The blackbirds are singing their hearts out, the goldfinches and robins are going around the allotment site in pairs, and the cock-pheasants are fighting for death or glory. My windowsills are full of seedlings, and I've just spent a happy hour soaking away a day's digging with Mark Diacono's book, making a list of seeds to sow tomorrow.
I've already got underway
- Tomatoes - far too many varieties: Matina, Gardener's delight, red brandywine, gartenperle & mountain pride
- Chillies - the ominously named Inferno, and a "hot shake" mix
- Sweet peppers - Marconi red & Jolly Giallo (yellow, if your Italian isn't up to much)
- Celeriac - Giant Prague
- Sweetcorn - True Gold
- Aubergine - Calliope
- Cucumber - Marketmore
- Pumpkins & squash - Mars, berettina & butternut
- Courgette - Verde d'Italia
- Artichokes - Imperial star & Violet de Provence
- Cauliflower - Romanesco
- Flowers - many types, including but not limited to sweet peas, zinnias, dahlias, cosmos, nicotiana & sweet William - (the dahlias are going into the new coldframe tomorrow to free up some space!)
- Beans - borlotti, French and possibly broad (I have broad bean seeds, but I'm not convinced I like them enough to bother)
- Brussels sprouts
- Chinese leaf
- Swiss chard
- Kale - curly and Italian
- Peas & mangetout
- Purple sprouting broccoli
- Fennel - Romanesco (for bulbs - though it may be a little early yet)
- Potatoes - King Edward & Pink Fir Apple are chitting on the bedroom windowsill, International Kidney went in a couple of weeks ago.
As well as assembling my new coldframe, I sweet-talked T into digging me a couple of new beds for my globe artichokes yesterday.

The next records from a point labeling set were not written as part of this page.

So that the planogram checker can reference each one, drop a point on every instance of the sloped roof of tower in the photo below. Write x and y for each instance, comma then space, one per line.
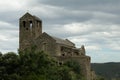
27, 15
58, 40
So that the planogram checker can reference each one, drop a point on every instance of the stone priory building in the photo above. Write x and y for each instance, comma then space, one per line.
31, 33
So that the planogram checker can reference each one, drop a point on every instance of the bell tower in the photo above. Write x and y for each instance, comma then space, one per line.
30, 28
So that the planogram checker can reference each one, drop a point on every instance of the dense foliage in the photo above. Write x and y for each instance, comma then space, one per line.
31, 65
109, 70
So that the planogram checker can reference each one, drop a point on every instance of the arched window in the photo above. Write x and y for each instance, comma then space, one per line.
24, 24
31, 25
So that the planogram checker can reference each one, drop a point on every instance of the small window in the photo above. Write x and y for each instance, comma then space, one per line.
31, 25
26, 28
63, 54
24, 24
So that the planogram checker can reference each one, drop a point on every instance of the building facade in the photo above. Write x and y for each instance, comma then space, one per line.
63, 49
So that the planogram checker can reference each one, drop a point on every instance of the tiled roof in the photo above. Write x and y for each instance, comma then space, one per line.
62, 41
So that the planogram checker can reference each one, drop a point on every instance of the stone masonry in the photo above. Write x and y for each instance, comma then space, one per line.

Last year they were shoehorned in amongst the chrysanthemums, and three of the four I planted were devoured by slugs & snails. The last remaining survivor was transplanted into the herb bed at the end of the autumn, but this year's seedlings will need a home in a few weeks. So now I have a pair of 4 foot x 2 foot beds, generously manured (thanks to a plot-neighbour wanting to empty his last barrow so he could go back to his local riding school for more), tucked in between the herbs and the gooseberry bush: I reckon two, maybe three plants to each bed, Imperial Star one side of the path, Violet de Provence the other.
Busy day tomorrow, I best take myself off to bed!